I don't mean to leave out all those wonderful people who have supported me over the years while I wrestle with my weight. My family and my friends and online friends have been great and very supportive! Without them, I wouldn't have kept going for so long, I probably would have given up! Maybe it was just the right time for me, and he just said the right words at this time that they had such an impact on me.

Tuesday, September 2, 2008

Just another Manic Monday

ok, well, it's really Tuesday, but the effect is still the same...the start of another week!

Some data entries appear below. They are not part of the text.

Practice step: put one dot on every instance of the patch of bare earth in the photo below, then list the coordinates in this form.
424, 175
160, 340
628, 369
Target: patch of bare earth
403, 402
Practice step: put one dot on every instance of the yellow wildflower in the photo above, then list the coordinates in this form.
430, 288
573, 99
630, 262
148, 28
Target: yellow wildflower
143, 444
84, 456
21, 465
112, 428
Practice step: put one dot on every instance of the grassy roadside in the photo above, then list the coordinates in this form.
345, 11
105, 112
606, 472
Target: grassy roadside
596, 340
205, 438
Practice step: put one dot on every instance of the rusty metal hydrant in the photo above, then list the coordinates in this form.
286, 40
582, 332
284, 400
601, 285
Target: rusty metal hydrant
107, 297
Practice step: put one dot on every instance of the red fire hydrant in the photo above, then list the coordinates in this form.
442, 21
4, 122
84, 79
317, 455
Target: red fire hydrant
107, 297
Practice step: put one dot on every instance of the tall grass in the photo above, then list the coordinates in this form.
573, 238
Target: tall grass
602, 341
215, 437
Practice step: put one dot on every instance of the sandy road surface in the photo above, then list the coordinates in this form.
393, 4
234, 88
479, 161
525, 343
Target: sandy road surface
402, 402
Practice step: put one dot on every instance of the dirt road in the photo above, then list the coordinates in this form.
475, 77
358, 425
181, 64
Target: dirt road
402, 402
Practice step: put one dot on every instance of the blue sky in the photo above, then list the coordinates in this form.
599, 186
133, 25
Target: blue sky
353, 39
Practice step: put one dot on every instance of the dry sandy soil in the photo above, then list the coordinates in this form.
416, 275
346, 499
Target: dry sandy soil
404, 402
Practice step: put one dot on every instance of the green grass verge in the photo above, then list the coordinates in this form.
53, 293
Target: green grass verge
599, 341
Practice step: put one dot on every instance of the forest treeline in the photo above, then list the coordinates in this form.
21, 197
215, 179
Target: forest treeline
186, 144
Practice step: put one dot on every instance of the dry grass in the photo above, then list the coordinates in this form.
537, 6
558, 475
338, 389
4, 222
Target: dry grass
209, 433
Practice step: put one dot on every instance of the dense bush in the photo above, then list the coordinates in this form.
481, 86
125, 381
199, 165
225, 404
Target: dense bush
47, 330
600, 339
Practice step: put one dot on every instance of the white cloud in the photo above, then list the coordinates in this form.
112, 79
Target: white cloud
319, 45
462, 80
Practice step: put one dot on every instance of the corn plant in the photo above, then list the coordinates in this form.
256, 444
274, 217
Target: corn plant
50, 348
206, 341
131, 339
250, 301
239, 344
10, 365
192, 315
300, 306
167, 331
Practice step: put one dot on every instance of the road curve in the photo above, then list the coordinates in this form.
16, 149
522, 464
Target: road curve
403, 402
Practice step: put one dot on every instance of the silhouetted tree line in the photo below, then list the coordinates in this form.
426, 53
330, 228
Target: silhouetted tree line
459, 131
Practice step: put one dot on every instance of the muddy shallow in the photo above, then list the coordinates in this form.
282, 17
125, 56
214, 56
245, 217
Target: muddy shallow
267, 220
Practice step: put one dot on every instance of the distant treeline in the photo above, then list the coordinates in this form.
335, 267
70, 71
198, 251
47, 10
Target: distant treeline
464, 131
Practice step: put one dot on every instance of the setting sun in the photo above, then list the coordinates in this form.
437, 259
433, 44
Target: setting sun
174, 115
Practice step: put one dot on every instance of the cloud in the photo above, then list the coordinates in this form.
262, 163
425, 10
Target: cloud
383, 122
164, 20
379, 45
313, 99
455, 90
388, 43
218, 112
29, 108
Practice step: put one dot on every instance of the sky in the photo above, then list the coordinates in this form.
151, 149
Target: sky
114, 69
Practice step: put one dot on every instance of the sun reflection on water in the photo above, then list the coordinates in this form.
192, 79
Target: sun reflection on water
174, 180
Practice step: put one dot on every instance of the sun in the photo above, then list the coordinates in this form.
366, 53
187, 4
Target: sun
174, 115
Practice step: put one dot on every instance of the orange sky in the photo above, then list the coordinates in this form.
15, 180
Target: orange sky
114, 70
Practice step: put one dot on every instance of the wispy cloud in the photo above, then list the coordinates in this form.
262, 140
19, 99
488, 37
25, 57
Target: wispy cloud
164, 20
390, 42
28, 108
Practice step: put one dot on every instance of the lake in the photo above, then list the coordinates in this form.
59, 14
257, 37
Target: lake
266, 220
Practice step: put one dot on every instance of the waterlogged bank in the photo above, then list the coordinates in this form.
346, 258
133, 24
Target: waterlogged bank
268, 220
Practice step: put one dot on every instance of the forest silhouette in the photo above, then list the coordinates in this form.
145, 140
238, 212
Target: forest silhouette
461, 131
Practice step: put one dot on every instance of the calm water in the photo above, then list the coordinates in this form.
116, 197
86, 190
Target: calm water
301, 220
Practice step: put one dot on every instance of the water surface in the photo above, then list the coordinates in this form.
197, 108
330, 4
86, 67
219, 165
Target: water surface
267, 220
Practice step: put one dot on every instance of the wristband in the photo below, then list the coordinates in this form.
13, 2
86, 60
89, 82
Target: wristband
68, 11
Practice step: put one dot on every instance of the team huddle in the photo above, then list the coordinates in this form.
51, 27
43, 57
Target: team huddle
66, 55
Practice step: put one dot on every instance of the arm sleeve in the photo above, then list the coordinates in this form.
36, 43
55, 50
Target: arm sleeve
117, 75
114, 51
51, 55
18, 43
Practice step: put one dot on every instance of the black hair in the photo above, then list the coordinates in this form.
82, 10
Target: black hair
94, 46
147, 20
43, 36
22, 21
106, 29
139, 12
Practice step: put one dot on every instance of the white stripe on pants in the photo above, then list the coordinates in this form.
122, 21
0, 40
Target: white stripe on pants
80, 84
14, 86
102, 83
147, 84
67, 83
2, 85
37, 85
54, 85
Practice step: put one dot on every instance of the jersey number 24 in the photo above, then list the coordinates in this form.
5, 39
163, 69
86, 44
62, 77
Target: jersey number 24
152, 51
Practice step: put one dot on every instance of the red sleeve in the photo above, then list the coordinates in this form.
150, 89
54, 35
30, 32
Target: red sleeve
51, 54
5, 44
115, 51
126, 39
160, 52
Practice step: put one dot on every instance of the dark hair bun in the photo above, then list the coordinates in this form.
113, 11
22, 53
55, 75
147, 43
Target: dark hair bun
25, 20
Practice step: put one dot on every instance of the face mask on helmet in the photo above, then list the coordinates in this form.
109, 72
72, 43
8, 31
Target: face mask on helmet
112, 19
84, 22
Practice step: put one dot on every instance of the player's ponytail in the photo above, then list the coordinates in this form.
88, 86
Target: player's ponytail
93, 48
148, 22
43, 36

I gotta tell ya, I had a great weekend! It was mostly spent at home, but I did go out to a friend's house on Saturday to watch the Cubs game, had dinner there and then went to see Martina McBride!! I have always wanted to see her in concert and she was as great as I had hoped! Her voice is just incredible! I don't know how she doesn't lose her voice all the time, she sings with such power and passion! The rest of the weekend, however was spent doing things around the house. I love going out and seeing my friends, but I've found I equally love staying in and working around my house (still can't get used to that yet!)

I've gotten back to some of my walking again, which is good! Allison had a great idea of walking before work, so of course this morning when I went to hit snooze, I turned it off instead, woke up too late and left no time for walking. But tomorrow, it's on!

I have a great meal plan for today, and a very long day here at school, but I am prepared with food from home and will not stray to the various fast food joints around here. As long as I make a plan, it's easier for me to stay focused and on track.